The stratification is done in such a way that population within each strata are homogenous and various strata are non-overlapping i.e. each and every unit of the population belongs to one and only one stratum. The samples are drawn from each stratum using simple random sampling.
Advantages: Same sampling fraction can be used for all strata to ensure the proportional representation in the sample characteristic being stratified. Each unit in the strata has equal chance of being selected in the sample.
Disadvantages: The sample frame has to be prepared separately for each stratum. It can be complex and time-consuming.

  • Cluster Sampling
When the population is densely distributed throughout the region, the population is classified into different subgroups known as cluster in such a way that within the cluster the population are heterogeneous and between the clusters are homogenous. The simple random sampling technique is used to select the relevant clusters.
Advantage: Cluster sampling method cut down the cost and time of preparing sampling frame and greater speed. The sampling frame is required only for the selected clusters and individuals in selected clusters.
Disadvantages: It is less accurate and errors of estimates are high.

  • Multi-stage Sampling
It is a complex form of cluster sampling and involves several stages in which the sampling process is carried out. In the first stage, large group or clusters are selected. These clusters are designed to contain more population units than are required for the final sample. In the second stage, population units are chosen from selected clusters to derive a final sample. If more than two stages are used, the process of choosing population units within clusters continues until the final sample is achieved.
Advantage: It is flexible and efficient.
Disadvantages: Sampling error is increased compared with simple random sampling of the same size.

  • Purposive sampling
In this method, the choice of sample units is selected deliberately or purposively depending upon the object of investigation. It entirely depends upon the personal convenience, beliefs and prejudices of the investigator. The advantage of purposive sampling is that it is very cheap and if selection is done carefully, gives relevant results. The major drawback of this sampling method is that it is highly subjective in nature since the selection of the sample entirely depends upon the personal convenience, beliefs and prejudices of the investigator.


  • Convenience sampling
In this method, the sample items from the population are selected which are convenient way to the researcher. It is no randomness sampling and likelihood of bias is high.

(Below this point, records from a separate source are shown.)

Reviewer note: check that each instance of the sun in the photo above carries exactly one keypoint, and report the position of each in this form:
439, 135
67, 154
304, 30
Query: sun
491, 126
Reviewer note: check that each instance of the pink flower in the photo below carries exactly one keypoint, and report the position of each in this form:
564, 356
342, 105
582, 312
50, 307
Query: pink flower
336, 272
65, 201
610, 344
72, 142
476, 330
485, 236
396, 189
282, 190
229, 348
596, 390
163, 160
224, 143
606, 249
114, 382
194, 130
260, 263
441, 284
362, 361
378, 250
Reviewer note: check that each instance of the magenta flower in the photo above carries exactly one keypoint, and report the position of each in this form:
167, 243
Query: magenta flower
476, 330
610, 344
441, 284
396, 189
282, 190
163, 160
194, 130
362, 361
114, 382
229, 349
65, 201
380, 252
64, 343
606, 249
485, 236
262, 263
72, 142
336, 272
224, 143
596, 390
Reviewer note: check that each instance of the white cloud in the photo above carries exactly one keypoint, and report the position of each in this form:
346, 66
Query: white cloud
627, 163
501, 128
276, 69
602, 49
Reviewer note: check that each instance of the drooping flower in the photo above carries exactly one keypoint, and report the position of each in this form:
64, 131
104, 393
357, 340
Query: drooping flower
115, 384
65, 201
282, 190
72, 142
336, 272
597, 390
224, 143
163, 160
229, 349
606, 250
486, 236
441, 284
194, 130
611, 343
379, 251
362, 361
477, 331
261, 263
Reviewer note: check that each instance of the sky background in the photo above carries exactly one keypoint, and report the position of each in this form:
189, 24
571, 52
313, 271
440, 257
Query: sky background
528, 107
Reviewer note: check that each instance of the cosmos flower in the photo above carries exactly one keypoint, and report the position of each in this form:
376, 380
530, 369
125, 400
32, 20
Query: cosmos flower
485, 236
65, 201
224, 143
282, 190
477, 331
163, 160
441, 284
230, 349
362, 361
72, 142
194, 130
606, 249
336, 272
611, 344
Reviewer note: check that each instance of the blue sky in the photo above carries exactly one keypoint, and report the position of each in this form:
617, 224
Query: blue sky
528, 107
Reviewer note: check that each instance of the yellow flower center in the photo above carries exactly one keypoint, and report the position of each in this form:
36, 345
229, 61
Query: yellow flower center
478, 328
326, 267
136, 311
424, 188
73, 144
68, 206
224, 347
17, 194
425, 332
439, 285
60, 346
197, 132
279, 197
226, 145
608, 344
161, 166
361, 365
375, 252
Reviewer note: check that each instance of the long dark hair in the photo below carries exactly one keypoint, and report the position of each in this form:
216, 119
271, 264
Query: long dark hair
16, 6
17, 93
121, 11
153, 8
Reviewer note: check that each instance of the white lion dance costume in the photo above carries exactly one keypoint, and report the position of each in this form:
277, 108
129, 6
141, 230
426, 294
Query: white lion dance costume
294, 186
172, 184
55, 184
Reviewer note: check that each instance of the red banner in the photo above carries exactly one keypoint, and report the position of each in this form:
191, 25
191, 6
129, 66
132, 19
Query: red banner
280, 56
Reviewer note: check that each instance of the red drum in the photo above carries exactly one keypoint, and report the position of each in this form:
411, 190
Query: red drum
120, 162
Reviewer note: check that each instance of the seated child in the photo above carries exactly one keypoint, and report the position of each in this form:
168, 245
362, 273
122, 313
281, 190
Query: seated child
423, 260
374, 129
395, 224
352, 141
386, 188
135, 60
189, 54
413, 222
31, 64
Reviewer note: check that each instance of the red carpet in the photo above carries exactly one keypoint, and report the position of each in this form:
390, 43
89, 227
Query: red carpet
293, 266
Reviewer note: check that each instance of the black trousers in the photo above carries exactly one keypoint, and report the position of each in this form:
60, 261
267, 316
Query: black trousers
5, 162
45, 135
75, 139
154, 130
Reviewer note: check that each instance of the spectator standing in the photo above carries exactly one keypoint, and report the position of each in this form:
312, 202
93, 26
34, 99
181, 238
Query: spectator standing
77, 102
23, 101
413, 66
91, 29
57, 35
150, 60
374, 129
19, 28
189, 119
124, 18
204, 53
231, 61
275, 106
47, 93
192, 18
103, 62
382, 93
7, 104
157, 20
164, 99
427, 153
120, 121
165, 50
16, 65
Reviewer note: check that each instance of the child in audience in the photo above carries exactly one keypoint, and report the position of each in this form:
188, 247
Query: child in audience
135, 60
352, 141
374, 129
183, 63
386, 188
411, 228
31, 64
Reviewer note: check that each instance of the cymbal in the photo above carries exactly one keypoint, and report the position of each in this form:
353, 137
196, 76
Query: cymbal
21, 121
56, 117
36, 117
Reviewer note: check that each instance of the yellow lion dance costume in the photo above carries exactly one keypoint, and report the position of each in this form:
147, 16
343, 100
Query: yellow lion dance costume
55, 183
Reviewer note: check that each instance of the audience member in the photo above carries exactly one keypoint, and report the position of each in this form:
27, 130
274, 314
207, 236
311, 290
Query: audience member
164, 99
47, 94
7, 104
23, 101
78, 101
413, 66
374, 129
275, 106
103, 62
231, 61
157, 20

It is fast, easy and less expensive to collect the information, but the result obtained by this method, hardly be representative of the population. This method is useful for making a pilot study and pretesting of questionnaire. To study the mass behavior this sampling can be used.

  • Quota sampling
Quota sampling resembles like special form of stratified sampling. The specified sub-groups/reserved items called quota from the population are collected according to the desire of enumerator or researcher. In this method, the interviewer is told in advance the number of sampling units he/she is to enumerate from specified sub-groups (quota) of the population assigned. The selection of the sample is non-random and purposive thus induces bias.


  • Snowball sampling
This method can be used to access too hard to reach or hidden populations like drug addicts, homeless people, individuals with HIV/AIDS, prostitutes and so on. Snowball sampling has chain type links to the sampling units. There are two steps to create snowball sampling. First, try and identify one or more units from the population. Secondly, use these units to find further units and so on until the required number of sample size is fulfilled.